# Venice in June/July



## how2fish (Jan 21, 2008)

Most of what I have read regarding tuna/wahoo fishing Venice has been the winter and early spring bites..what are the chances of a good tuna/wahoo bite in mid June and July is it night only fishing ? Due to a number of factors I could not get down this winter and would like to try it early summer, but don't want to be limited to just bottom fishing..not that I don't love to bottom fish..

thanks for any info..


----------



## MakairaPullingLures (Nov 11, 2009)

tuna fishingis year around, andjune/julyis as good as it gets out of venice for all blue water species.


----------



## dogonenuts (May 16, 2009)

I went to Venice for the first time last July thinking we would slay the YFT, but it didn't happen. Most of last summer, the blue water was pushed out 100 miles or more and the pelagics other than a few small blackfin just weren't there. Neither were the mahi. We did some great bottom fishing, but unless you live in those parts it is a good ride to go bottom fishing. A couple of differences in the summer are the huge tuna are less common. I think the mahi take the place of the wahoo in the summer.

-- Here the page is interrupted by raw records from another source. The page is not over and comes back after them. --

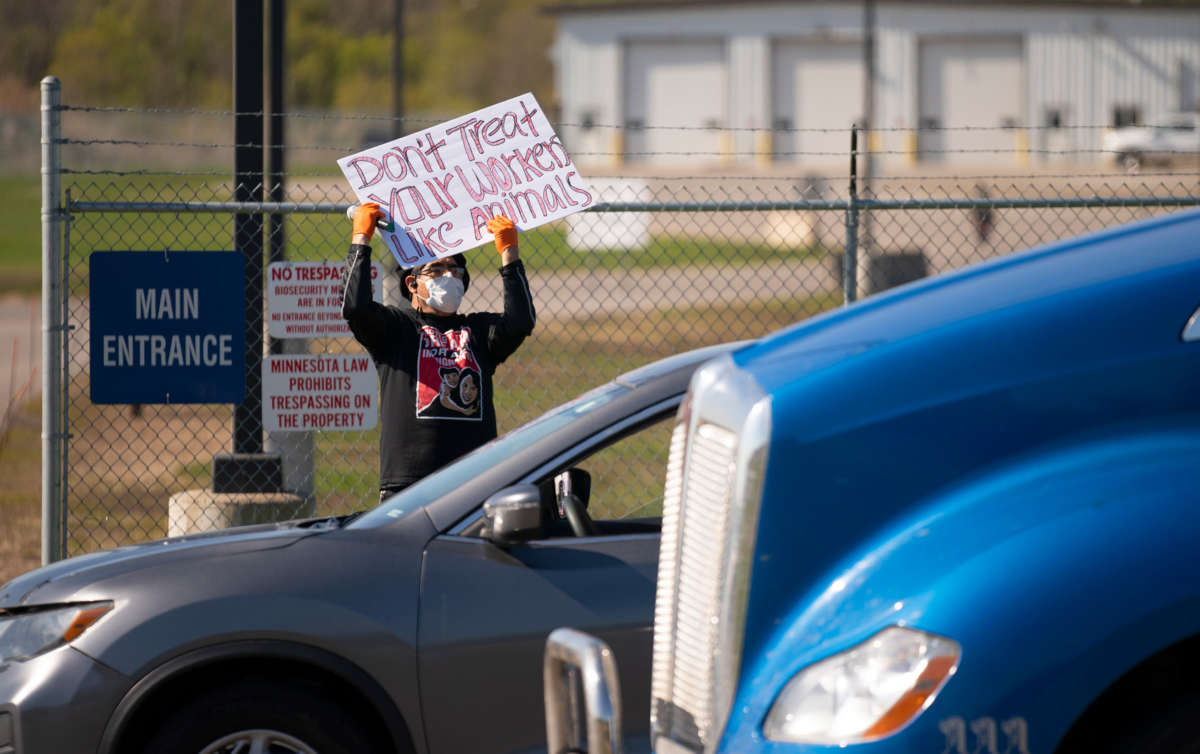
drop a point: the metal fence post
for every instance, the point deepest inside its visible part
(850, 262)
(52, 321)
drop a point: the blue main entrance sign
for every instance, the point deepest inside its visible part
(167, 328)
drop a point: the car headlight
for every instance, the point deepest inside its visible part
(868, 692)
(30, 632)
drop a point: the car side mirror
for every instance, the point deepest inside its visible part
(513, 515)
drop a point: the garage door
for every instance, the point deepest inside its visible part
(977, 83)
(815, 85)
(675, 83)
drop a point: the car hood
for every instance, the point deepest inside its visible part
(61, 580)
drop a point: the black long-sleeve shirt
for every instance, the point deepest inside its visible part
(435, 371)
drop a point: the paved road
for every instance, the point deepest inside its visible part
(21, 348)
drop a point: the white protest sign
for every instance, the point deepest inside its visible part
(442, 185)
(304, 299)
(305, 393)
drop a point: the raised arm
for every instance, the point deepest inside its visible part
(516, 323)
(366, 317)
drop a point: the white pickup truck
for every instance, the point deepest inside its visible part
(1164, 138)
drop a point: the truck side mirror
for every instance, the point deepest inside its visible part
(513, 515)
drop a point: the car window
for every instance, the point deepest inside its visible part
(486, 456)
(628, 476)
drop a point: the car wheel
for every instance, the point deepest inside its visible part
(263, 717)
(1131, 162)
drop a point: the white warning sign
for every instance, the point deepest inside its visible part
(304, 299)
(306, 393)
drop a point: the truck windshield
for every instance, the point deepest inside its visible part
(486, 456)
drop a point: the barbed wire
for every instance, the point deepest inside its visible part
(997, 150)
(802, 177)
(406, 119)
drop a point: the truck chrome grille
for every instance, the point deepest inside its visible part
(696, 519)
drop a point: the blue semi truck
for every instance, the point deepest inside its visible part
(958, 518)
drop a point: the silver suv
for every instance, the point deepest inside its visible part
(417, 627)
(1167, 137)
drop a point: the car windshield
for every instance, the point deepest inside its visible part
(486, 456)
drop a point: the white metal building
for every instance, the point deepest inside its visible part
(1029, 81)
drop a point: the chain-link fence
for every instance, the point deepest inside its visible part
(670, 259)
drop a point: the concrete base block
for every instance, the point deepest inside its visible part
(203, 510)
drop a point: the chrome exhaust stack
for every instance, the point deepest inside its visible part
(582, 694)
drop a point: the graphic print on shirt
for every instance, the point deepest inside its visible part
(449, 382)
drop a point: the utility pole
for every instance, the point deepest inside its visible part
(868, 168)
(397, 70)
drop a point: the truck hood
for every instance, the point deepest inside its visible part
(935, 383)
(61, 580)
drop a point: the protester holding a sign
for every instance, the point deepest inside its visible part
(435, 365)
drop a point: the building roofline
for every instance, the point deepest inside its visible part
(659, 5)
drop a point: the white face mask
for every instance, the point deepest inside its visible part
(445, 293)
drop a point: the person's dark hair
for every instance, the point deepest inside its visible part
(405, 271)
(462, 378)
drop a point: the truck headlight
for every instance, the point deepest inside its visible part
(31, 632)
(868, 692)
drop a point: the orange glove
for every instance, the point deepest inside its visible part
(365, 219)
(504, 231)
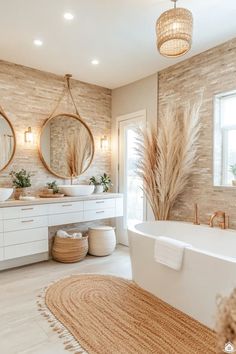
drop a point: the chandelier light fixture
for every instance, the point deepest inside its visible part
(174, 32)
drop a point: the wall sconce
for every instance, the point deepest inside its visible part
(29, 136)
(104, 143)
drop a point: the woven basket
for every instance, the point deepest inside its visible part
(69, 250)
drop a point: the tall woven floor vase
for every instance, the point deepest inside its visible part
(102, 240)
(69, 250)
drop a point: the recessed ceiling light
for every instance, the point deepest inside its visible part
(68, 16)
(95, 62)
(38, 42)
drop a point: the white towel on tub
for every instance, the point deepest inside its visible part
(170, 252)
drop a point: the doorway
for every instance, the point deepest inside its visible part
(129, 183)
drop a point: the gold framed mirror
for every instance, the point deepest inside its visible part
(7, 141)
(66, 145)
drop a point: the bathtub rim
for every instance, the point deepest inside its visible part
(134, 230)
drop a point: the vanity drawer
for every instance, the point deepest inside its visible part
(24, 236)
(67, 218)
(25, 211)
(1, 239)
(67, 207)
(25, 223)
(1, 254)
(90, 215)
(26, 249)
(99, 204)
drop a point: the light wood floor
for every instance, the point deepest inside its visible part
(22, 329)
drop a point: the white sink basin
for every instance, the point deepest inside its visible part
(77, 190)
(5, 193)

Get a subcription to Hilton's or some other mapping service or just watch for blue water reports before you go or you may be disappointed.



Nuts


----------



## Capt. Mike Ellis (Oct 23, 2007)

The best fishing Venice has to offer is the summer time tuna fishing. I say this because of the weather is the most predictable. And the fish are also in patterns where they are easy to follow also. The winter is the time for the bigger fish yes. But it is also the most inconsistant time of the year. Plus the weather is usualy pretty crappy. The average tuna in the summer is in the 50-70lb range with a fish over 100 coming every couple of trips or so. The dolphin and other bottom fish are a good bounus on the way in from tuna fishing. A summer trip generaly will see you with 6-10 yellows and your limit of snapper. Give Venice a shot this summer you wont be disappointed. Not saying you wont get a freak weather problem like the dirty water we had last year. But that is definately not the norm.

Capt. Mike


----------



## how2fish (Jan 21, 2008)

Thanks to all of youfor the info ...


----------